I don’t know about you but real celebrity gossip is bad enough but to be bombarded daily with the details of these pseudo-celebrity reality TV stars is just too much. Most of you know I don’t have cable. I get only the seven basic TV stations provided by the antennae that I need to get up off the couch and adjust every time I change the channel. I consider it part of my daily exercise program. But I digress. The point is I don’t have access to the cable channels that seem to be riddled with Reality TV shows (although basic TV has enough of its own) yet even without those channels I know who Kate Gosselin is.

That overbearing, control freak Sergeant from Jon & Kate plus Eight. I did have cable when the pre-series specials aired. I marveled at her ability to gestate six babies for eight months, raise two children shoes and still have the energy to berate her husband. I wondered how they were going to manage with eight kids, six in diapers, both emotionally and financially. Well, they solved the financial part of the equation with a reality show. I can’t help but think there has to be a better way; something that would keep Kate the star and in charge, without exposing the entire family.

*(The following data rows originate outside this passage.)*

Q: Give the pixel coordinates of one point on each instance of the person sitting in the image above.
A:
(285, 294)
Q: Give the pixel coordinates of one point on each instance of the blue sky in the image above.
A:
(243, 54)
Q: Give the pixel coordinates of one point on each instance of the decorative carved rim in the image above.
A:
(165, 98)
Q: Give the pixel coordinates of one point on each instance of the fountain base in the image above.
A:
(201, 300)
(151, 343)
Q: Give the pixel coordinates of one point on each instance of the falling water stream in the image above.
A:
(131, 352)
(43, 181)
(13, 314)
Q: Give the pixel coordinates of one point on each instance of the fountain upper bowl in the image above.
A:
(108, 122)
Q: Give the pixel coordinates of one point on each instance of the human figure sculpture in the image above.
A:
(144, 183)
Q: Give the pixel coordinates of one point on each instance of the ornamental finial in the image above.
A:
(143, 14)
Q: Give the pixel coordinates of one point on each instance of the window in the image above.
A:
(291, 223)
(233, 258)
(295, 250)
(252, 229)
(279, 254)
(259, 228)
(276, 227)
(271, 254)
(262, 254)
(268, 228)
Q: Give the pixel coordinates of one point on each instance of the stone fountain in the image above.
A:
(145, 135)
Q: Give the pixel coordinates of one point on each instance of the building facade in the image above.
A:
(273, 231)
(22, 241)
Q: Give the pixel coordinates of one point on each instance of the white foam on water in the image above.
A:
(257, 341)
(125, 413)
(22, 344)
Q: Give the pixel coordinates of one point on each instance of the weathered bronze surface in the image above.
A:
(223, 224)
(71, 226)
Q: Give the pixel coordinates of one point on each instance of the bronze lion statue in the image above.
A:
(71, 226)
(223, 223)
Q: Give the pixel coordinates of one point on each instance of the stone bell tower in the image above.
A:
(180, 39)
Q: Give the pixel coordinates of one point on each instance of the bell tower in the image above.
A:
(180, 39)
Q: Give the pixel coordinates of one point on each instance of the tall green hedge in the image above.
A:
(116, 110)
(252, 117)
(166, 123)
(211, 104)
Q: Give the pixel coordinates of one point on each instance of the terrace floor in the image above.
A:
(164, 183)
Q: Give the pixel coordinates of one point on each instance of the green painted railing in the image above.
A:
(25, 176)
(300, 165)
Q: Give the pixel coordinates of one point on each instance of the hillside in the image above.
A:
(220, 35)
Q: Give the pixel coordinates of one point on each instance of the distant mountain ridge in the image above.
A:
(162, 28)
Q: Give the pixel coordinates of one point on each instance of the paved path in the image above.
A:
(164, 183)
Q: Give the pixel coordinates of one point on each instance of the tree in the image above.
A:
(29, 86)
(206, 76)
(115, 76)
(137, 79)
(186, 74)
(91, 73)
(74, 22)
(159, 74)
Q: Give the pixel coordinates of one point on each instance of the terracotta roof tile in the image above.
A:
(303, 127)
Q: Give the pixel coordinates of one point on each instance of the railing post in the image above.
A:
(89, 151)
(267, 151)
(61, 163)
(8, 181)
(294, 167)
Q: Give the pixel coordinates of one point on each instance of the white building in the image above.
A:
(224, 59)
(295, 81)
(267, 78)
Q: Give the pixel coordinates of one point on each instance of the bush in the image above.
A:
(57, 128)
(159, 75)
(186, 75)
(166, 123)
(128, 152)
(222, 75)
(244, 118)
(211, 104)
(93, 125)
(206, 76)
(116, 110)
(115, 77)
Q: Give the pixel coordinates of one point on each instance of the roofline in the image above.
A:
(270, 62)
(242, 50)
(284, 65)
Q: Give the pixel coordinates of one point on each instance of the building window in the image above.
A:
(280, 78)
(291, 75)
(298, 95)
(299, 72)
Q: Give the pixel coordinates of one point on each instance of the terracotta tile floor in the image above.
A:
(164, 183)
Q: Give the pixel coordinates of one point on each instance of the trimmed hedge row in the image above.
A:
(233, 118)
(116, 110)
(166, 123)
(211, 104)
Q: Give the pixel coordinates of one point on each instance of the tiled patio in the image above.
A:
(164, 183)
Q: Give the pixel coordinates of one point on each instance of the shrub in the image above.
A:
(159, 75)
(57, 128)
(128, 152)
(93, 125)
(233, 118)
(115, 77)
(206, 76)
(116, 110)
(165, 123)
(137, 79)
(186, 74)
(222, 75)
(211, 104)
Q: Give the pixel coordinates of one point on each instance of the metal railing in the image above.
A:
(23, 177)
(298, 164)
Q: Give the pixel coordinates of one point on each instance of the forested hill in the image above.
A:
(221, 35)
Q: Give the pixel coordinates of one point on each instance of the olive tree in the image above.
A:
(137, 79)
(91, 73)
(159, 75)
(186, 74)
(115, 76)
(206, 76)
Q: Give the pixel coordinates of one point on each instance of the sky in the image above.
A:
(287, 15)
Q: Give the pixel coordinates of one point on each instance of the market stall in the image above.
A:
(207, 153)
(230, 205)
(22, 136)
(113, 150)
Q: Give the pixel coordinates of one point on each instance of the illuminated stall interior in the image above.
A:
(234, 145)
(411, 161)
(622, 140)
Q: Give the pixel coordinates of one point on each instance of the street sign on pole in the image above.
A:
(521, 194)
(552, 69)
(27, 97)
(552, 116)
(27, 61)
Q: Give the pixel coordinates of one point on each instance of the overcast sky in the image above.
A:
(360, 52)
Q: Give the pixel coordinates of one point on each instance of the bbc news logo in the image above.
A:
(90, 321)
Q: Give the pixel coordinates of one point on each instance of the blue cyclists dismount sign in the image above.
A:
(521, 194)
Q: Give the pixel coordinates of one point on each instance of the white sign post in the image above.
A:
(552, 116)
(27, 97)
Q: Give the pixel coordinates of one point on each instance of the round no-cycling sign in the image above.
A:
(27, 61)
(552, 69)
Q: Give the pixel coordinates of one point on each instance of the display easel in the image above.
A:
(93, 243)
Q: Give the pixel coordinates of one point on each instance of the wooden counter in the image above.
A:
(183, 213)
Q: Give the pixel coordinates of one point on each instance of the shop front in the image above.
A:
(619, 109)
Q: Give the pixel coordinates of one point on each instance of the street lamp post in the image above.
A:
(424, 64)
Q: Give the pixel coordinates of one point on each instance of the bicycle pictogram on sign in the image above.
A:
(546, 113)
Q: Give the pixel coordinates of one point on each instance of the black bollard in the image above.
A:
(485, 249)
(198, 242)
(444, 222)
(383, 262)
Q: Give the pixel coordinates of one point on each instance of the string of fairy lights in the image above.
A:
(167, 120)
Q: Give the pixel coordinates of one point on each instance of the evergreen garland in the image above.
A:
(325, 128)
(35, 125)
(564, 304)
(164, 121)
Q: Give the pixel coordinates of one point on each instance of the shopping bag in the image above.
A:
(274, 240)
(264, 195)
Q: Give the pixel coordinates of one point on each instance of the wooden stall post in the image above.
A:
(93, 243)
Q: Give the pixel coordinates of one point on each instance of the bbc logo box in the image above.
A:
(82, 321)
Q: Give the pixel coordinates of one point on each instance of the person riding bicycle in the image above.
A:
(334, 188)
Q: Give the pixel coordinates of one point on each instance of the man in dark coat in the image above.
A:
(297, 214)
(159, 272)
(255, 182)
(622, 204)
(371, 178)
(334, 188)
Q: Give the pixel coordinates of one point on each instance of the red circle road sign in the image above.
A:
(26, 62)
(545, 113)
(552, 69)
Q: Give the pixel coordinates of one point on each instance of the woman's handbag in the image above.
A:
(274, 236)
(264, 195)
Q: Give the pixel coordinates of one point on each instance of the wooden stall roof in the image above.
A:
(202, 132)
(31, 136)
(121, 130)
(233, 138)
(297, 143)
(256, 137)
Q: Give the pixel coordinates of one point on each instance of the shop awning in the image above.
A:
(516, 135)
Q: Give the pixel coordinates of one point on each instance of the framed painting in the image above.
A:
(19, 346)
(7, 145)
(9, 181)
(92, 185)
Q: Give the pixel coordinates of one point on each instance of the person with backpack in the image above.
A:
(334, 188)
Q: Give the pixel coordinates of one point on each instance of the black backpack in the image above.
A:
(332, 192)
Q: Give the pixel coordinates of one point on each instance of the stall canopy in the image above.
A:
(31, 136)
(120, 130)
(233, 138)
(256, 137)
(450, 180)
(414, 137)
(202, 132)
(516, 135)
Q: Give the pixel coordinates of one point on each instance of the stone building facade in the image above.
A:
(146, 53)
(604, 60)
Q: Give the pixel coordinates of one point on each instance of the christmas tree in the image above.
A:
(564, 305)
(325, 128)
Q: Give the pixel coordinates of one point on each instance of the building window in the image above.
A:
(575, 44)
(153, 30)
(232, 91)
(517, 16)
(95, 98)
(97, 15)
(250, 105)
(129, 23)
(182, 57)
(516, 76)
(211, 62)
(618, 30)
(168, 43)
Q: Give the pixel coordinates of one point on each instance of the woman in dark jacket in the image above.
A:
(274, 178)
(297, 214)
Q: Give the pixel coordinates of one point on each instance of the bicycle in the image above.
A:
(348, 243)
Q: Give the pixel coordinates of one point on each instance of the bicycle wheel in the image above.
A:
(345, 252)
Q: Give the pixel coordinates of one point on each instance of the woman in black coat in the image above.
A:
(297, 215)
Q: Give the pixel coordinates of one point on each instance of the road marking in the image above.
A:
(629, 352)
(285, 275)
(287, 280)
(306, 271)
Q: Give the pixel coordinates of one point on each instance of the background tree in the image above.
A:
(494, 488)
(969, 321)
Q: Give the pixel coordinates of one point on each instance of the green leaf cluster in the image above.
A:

I thought Kate could hire herself out as a dominatrix. That way she could provide for her family without subjecting all of us to their private business, remain the center of attention and continue to be paid to verbally, physically and emotionally abuse men. At least these men would be glad for the punishment, her husband would get a break and we wouldn’t have to witness it.

Then I brewed on the whole idea of reality shows in general. Why are we fascinated with the ordinary, mundane minutia of some else’s life? Isn’t the ordinary, mundane minutia of our own lives enough? Then a brilliant idea came to me (this is where you picture the light bulb going on over my head, sort of like a Bugs Bunny cartoon). Yes, a reality TV show of mine own.

Rev up your microwaves and pop your corn. You’ll munch away on the edge of your seat when I go out with my gay husband. Will he or wont he drink way too much so that when I guide him home, will he or wont he walk along the streets of Chelsea screaming at the top of his lungs “BEER AND ANOTHER NAME FOR A CAT WHICH I WILL NOT USE HERE”? Ah, good times.

Feel my pain as I sit at my desk daily wearing a WW II gas mask to avoid the noxious fumes coming out of the dog’s sphincter. Jump out of your seat when the phone rings and I almost cry when I remove the mask to answer it. Listen to my boss chatter away about how many men have “winked” at her on Match.com. And sit in awe as she congratulates herself for writing in her profile “I like to spend time alone.” I’m still wondering about that one on so many levels.

Marvel how I get up at 6am to walk the dog and then go to the gym. There I am physically punished by my trainer while I verbally punish him. I had to throw in something for the S&M in all of us. Get involved as you yell at me “When are you going to do the dishes that are still in the sink from Breakfast YESTERDAY?”

And the real nail biter, clipping my mothers overgrown toe nails. You’ll lean in closer to the TV screen as I move in, huge toe nail clipper in hand, ready to snip away at her toe nails. Will my mother yelp before I even touch her nails (that’s a given)? Will I successfully get her nails trimmed before Maggie comes in the room begging to be walked? You’ll have to tune in next time because believe it or not an hour already went by.

 Now of course I wouldn’t be doing this for me, for the money. It’s purely altruistic. I would take the money and single handedly stimulate the economy. My only reward would be the handsome body guard I hire to sleep me with me in every hotel room I stay in while I am on my book signing tour. The book will be titled “I didn’t do it for the money.”